I see that there is a mismatch in the last dimension, 170 and 171 … but I don’t know why

Do you have any idea why can this be caused ?

Answer 3 · 2018-08-30T11:47:03.000Z

I solved it by setting ceil_mode=True for then nn.MaxPool2d layer
Now I have another error

Traceback (most recent call last):
  File "main.py", line 506, in <module>
    main(parser.parse_args())
  File "main.py", line 460, in main
    model = train(args, model, True) #Train encoder
  File "main.py", line 232, in train
    loss = criterion(outputs, targets[:, 0])
  File "/home/.local/lib/python2.7/site-packages/torch/nn/modules/module.py", line 491, in __call__
    result = self.forward(*input, **kwargs)
  File "main.py", line 82, in forward
    return self.loss(torch.nn.functional.log_softmax(outputs, dim=1), targets)
  File "/home/.local/lib/python2.7/site-packages/torch/nn/modules/module.py", line 491, in __call__
    result = self.forward(*input, **kwargs)
  File "/home/.local/lib/python2.7/site-packages/torch/nn/modules/loss.py", line 193, in forward
    self.ignore_index, self.reduce)
  File "/home/.local/lib/python2.7/site-packages/torch/nn/functional.py", line 1334, in nll_loss
    return torch._C._nn.nll_loss2d(input, target, weight, size_average, ignore_index, reduce)
RuntimeError: input and target batch or spatial sizes don't match: target [5 x 64 x 85], input [5 x 13 x 64 x 86] at /pytorch/aten/src/THCUNN/generic/SpatialClassNLLCriterion.cu:24

Answer 4 · 2018-08-30T13:36:07.000Z

I solved it by manually resizing the target
target = Resize((64, 86), Image.NEAREST)(target)
instead of
target = Resize(int(self.height/8), Image.NEAREST)(target)

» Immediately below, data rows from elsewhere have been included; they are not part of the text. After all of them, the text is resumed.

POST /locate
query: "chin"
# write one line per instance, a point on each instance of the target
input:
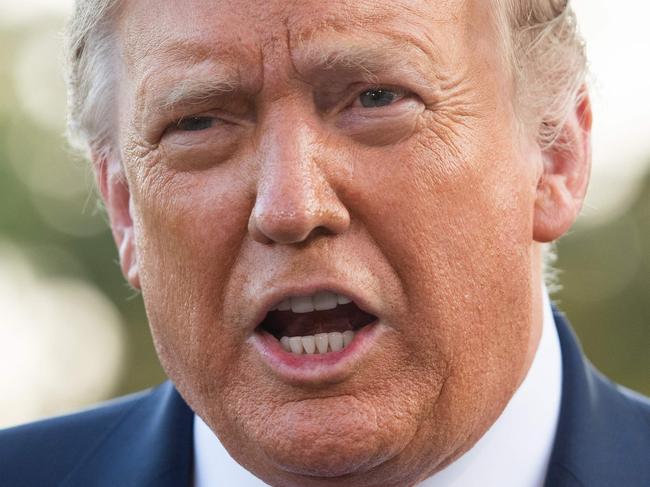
(335, 437)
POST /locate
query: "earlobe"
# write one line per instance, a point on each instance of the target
(562, 185)
(117, 200)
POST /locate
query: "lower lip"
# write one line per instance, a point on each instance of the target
(313, 368)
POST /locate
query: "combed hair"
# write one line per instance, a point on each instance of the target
(541, 41)
(548, 59)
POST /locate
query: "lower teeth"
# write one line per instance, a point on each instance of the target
(318, 344)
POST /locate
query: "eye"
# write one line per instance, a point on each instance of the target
(379, 97)
(194, 124)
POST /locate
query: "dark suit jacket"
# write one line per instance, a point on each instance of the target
(145, 440)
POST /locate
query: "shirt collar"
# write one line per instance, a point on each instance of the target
(514, 451)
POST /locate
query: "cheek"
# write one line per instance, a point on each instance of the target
(188, 229)
(456, 225)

And I got this error afterwards

main.py:292: UserWarning: volatile was removed and now has no effect. Use `with torch.no_grad():` instead.
  inputs = Variable(images, volatile=True)    #volatile flag makes it free backward or outputs for eval
main.py:293: UserWarning: volatile was removed and now has no effect. Use `with torch.no_grad():` instead.
  targets = Variable(labels, volatile=True)
main.py:297: UserWarning: invalid index of a 0-dim tensor. This will be an error in PyTorch 0.5. Use tensor.item() to convert a 0-dim tensor to a Python number
  epoch_loss_val.append(loss.data[0])
Exception NameError: "global name 'FileNotFoundError' is not defined" in <bound method _DataLoaderIter.__del__ of <torch.utils.data.dataloader._DataLoaderIter object at 0x7f877c13ef10>> ignored
Traceback (most recent call last):
  File "main.py", line 507, in <module>
    main(parser.parse_args())
  File "main.py", line 461, in main
    model = train(args, model, True) #Train encoder
  File "main.py", line 304, in train
    iouEvalVal.addBatch(outputs.max(1)[1].unsqueeze(1).data, targets.data)
  File "/erfnet_pytorch-master/train/iouEval.py", line 61, in addBatch
    tp = torch.sum(torch.sum(torch.sum(tpmult, dim=0, keepdim=True), dim=2, keepdim=True), dim=3, keepdim=True).squeeze()
RuntimeError: dimension out of range (expected to be in range of [-1, 0], but got 2)

Then I replaced this

tp = torch.sum(torch.sum(torch.sum(tpmult, dim=0, keepdim=True), dim=2, keepdim=True), dim=3, keepdim=True).squeeze()
fpmult = x_onehot * (1-y_onehot-ignores) #times prediction says its that class and gt says its not (subtracting cases when its ignore label!)
fp = torch.sum(torch.sum(torch.sum(fpmult, dim=0, keepdim=True), dim=2, keepdim=True), dim=3, keepdim=True).squeeze()
fnmult = (1-x_onehot) * (y_onehot) #times prediction says its not that class and gt says it is
fn = torch.sum(torch.sum(torch.sum(fnmult, dim=0, keepdim=True), dim=2, keepdim=True), dim=3, keepdim=True).squeeze()

by

tp = torch.sum(torch.sum(torch.sum(tpmult, dim=0, keepdim=True))).squeeze()
fpmult = x_onehot * (1-y_onehot-ignores) #times prediction says its that class and gt says its not (subtracting cases when its ignore label!)
fp = torch.sum(torch.sum(torch.sum(fpmult, dim=0, keepdim=True), dim=2, keepdim=True), dim=3, keepdim=True).squeeze()
fnmult = (1-x_onehot) * (y_onehot) #times prediction says its not that class and gt says it is
fn = torch.sum(torch.sum(torch.sum(fnmult, dim=0, keepdim=True))).squeeze()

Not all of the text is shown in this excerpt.